We propose a visual event recognition framework for consumer videos by leveraging a large amount of loosely labeled web videos (e.g., from YouTube). Observing that consumer videos generally contain large intraclass variations within the same type of events, we first propose a new method, called Aligned Space-Time Pyramid Matching (ASTPM), to measure the distance between any two video clips. Second, we propose a new transfer learning method, referred to as Adaptive Multiple Kernel Learning (A-MKL), in order to 1) fuse the information from multiple pyramid levels and features (i.e., space-time features and static SIFT features) and 2) cope with the considerable variation in feature distributions between videos from two domains (i.e., web video domain and consumer video domain). For each pyramid level and each type of local features, we first train a set of SVM classifiers based on the combined training set from two domains by using multiple base kernels from different kernel types and parameters, which are then fused with equal weights to obtain a prelearned average classifier. In A-MKL, for each event class we learn an adapted target classifier based on multiple base kernels and the prelearned average classifiers from this event class or all the event classes by minimizing both the structural risk functional and the mismatch between data distributions of two domains. Extensive experiments demonstrate the effectiveness of our proposed framework that requires only a small number of labeled consumer videos by leveraging web data. We also conduct an in-depth investigation on various aspects of the proposed method A-MKL, such as the analysis on the combination coefficients on the prelearned classifiers, the convergence of the learning algorithm, and the performance variation by using different proportions of labeled consumer videos. Moreover, we show that A-MKL using the prelearned classifiers from all the event classes leads to better performance when compared with A-MK- using the prelearned classifiers only from each individual event class.

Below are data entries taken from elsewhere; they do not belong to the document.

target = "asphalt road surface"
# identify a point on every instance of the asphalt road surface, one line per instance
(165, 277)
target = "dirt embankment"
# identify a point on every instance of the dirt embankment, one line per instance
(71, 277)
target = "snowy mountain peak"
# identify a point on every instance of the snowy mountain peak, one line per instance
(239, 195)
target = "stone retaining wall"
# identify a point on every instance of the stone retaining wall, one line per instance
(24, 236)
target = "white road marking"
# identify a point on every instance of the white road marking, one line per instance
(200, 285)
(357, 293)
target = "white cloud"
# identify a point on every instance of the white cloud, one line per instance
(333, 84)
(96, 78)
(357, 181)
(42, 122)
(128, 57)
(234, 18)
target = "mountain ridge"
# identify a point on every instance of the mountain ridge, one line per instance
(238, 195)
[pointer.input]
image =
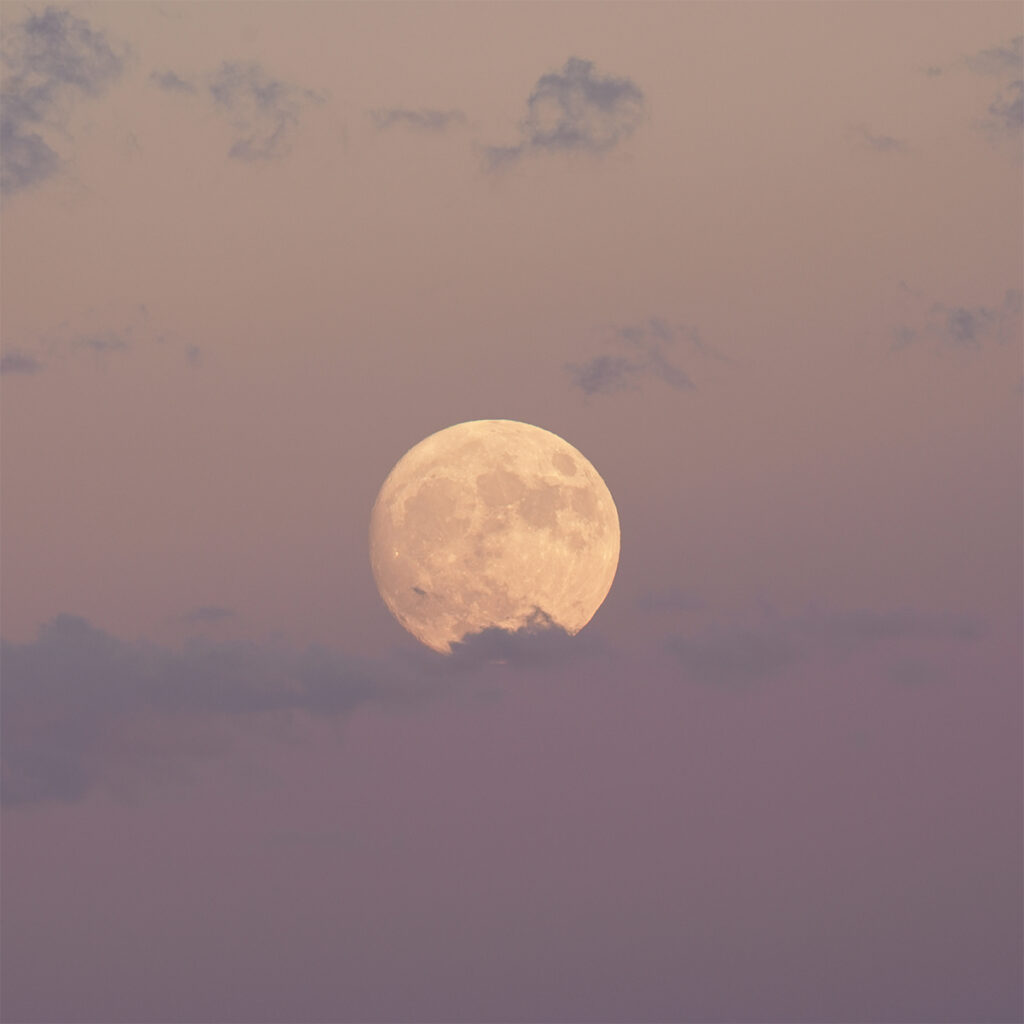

我们提出了一种利用大量松散标记的网络视频(例如,来自 YouTube)进行消费类视频的视觉事件识别框架。观察到消费类视频通常在同一类型的事件中包含较大的类内变化,我们首先提出了一种新方法,称为对齐时空金字塔匹配(ASTPM),以测量任意两个视频剪辑之间的距离。其次,我们提出了一种新的迁移学习方法,称为自适应多核学习(A-MKL),以 1)融合来自多个金字塔层和特征(即时空特征和静态 SIFT 特征)的信息,2)处理来自两个域(即网络视频域和消费视频域)的视频之间特征分布的相当大的变化。对于每个金字塔层和每种类型的局部特征,我们首先使用来自不同核类型和参数的多个基本核在来自两个域的组合训练集上训练一组 SVM 分类器,然后以相等的权重融合以获得预学习的平均分类器。在 A-MKL 中,对于每个事件类,我们基于多个基本核和来自该事件类或所有事件类的预学习平均分类器学习一个自适应目标分类器,通过最小化结构风险函数和两个域的数据分布之间的失配来实现。大量实验证明了我们的框架的有效性,该框架仅需要利用网络数据的少量标记的消费视频。我们还对所提出的方法 A-MKL 的各个方面进行了深入研究,例如对预学习分类器的组合系数的分析、学习算法的收敛性以及使用不同比例的标记消费视频的性能变化。此外,我们表明,与仅使用每个单独事件类的预学习分类器的 A-MKL 相比,使用所有事件类的预学习分类器的 A-MKL 可以获得更好的性能。